As noted earlier here, the six-year prison sentence handed down earlier last month to former Enron CFO Andrew Fastow was surprising on several levels, not the least of which was that the Enron Task Force elicited testimony from Fastow during the Lay-Skilling trial that his minimum sentence would be ten years.
The purpose of that testimony was to make Fastow appear to be more credible to the Lay-Skilling jury — he was going to do at least ten years, so he supposedly didn’t have any incentive to lie in order to reduce his sentence.
Thus, it was somewhat surprising that, in the run-up to the Fastow sentencing hearing, Fastow’s attorneys requested a sentence of less than ten years and there was nary a peep from the Task Force objecting to the request.
Then, at the sentencing hearing, the Task Force prosecutors at least tacitly supported the less-than-ten-year sentence by not objecting to Fastow counsel’s requests for leniency to U.S. District Judge Ken Hoyt and even extolling Fastow’s “cooperation” with the Task Force in regard to the Lay-Skilling trial.
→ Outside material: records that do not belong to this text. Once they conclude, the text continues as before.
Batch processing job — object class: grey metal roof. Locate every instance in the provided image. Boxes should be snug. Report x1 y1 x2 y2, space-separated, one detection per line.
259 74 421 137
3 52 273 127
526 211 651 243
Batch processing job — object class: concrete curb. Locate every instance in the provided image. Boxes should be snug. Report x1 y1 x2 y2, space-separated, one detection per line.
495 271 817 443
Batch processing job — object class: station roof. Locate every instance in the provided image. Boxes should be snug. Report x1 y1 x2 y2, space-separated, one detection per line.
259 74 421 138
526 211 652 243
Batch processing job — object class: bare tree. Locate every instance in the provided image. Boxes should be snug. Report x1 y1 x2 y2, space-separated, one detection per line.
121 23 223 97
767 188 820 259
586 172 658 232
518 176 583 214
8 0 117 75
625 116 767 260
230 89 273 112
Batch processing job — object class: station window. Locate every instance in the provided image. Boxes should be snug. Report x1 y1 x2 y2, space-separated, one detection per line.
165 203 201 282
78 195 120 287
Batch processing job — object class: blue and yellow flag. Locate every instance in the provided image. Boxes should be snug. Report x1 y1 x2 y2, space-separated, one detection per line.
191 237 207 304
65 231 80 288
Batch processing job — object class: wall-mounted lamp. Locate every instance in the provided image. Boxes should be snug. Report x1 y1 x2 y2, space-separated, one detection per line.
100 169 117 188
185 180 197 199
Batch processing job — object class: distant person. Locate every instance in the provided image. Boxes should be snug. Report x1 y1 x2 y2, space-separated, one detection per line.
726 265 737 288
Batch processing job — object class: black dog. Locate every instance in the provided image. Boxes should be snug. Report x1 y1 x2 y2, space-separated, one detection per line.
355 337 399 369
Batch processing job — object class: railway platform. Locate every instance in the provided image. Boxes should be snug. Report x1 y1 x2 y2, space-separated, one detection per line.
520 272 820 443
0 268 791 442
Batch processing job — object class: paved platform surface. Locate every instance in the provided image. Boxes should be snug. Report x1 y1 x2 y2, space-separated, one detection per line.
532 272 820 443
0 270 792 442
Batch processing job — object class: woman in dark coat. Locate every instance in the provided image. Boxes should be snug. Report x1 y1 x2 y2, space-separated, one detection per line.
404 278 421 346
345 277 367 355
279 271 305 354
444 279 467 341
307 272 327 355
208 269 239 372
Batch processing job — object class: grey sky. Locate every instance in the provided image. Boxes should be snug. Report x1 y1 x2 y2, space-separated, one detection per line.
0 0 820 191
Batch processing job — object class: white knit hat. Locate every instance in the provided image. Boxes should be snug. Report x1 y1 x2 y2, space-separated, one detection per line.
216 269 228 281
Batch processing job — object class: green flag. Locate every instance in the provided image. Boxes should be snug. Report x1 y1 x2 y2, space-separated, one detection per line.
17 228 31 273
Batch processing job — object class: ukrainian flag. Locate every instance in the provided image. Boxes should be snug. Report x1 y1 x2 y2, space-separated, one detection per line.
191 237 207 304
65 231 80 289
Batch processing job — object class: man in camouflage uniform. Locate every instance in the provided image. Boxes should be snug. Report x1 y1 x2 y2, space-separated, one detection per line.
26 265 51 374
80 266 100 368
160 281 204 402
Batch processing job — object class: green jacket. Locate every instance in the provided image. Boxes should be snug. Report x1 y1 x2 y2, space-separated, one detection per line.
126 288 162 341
Indeed, one of the most surprising aspects of the Fastow sentencing hearing is that neither the Task Force prosecutors nor Fastow attorneys disclosed to Judge Hoyt during the sentencing hearing about Fastow’s contrary testimony during the Lay-Skilling trial.
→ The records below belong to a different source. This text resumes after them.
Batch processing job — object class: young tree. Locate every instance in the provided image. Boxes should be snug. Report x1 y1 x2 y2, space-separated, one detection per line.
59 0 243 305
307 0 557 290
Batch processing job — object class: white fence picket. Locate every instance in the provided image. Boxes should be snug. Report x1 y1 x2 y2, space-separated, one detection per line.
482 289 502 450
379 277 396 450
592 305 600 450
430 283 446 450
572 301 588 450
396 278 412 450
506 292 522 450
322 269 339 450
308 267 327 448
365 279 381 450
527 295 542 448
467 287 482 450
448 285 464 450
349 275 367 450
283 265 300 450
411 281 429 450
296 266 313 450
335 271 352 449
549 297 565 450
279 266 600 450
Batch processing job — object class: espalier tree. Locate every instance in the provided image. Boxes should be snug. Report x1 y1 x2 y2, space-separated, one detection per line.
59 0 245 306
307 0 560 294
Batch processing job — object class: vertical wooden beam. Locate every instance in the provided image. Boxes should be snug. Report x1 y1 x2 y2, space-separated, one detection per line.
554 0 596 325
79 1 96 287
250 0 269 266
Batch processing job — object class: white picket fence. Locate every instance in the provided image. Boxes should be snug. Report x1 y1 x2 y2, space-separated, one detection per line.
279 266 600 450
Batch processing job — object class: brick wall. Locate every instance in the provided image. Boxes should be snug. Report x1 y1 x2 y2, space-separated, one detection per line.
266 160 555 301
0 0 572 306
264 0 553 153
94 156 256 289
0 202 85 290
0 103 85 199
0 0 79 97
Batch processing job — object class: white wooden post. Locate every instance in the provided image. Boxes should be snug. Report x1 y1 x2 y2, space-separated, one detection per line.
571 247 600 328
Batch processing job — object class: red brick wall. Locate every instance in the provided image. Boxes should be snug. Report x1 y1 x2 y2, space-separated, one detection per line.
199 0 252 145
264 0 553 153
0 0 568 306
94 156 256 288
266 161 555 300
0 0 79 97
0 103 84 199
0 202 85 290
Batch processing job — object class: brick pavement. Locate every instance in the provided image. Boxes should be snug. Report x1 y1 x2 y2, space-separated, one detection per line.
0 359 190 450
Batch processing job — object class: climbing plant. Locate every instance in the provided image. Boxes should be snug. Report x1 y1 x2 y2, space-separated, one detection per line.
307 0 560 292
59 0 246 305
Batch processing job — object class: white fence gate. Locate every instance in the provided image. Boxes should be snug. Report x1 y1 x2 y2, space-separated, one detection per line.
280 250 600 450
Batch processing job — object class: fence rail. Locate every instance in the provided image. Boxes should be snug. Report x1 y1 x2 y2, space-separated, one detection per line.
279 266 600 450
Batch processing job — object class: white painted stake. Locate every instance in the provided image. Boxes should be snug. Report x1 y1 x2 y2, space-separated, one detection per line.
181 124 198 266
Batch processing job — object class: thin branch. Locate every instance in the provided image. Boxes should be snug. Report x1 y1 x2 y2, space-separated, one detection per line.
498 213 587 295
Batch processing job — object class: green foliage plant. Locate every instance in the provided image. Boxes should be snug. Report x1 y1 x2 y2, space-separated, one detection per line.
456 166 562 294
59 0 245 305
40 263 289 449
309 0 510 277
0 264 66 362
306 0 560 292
Or did they? According to this Tom Fowler/Houston Chronicle article, Task Force prosecutors and Fastow’s attorneys met with Judge Hoyt in chambers during a transcribed meeting the afternoon before Fastow’s sentencing.
The transcript of that meeting has not been made public and none of the participants is talking about what was discussed. The Chronicle has filed a motion to unseal the transcript, and neither Fastow nor the Task Force is really opposing the Chronicle’s motion (Fastow has requested that matters regarding his personal medical condition be redacted from the transcript).
But what is really odd about all this is that Fowler reports that the Task Force, in a recent filing that is not yet publicly available, states that it wants to review the transcript of the closed-door meeting because “[t]he government is currently assessing whether to file a notice of appeal of the sentence imposed on Mr. Fastow, and it cannot make that determination without a copy of the transcript of the pre-sentencing hearing.”
Note to Task Force — it’s hard to appeal rulings successfully when you do not object to the ruling in the first place.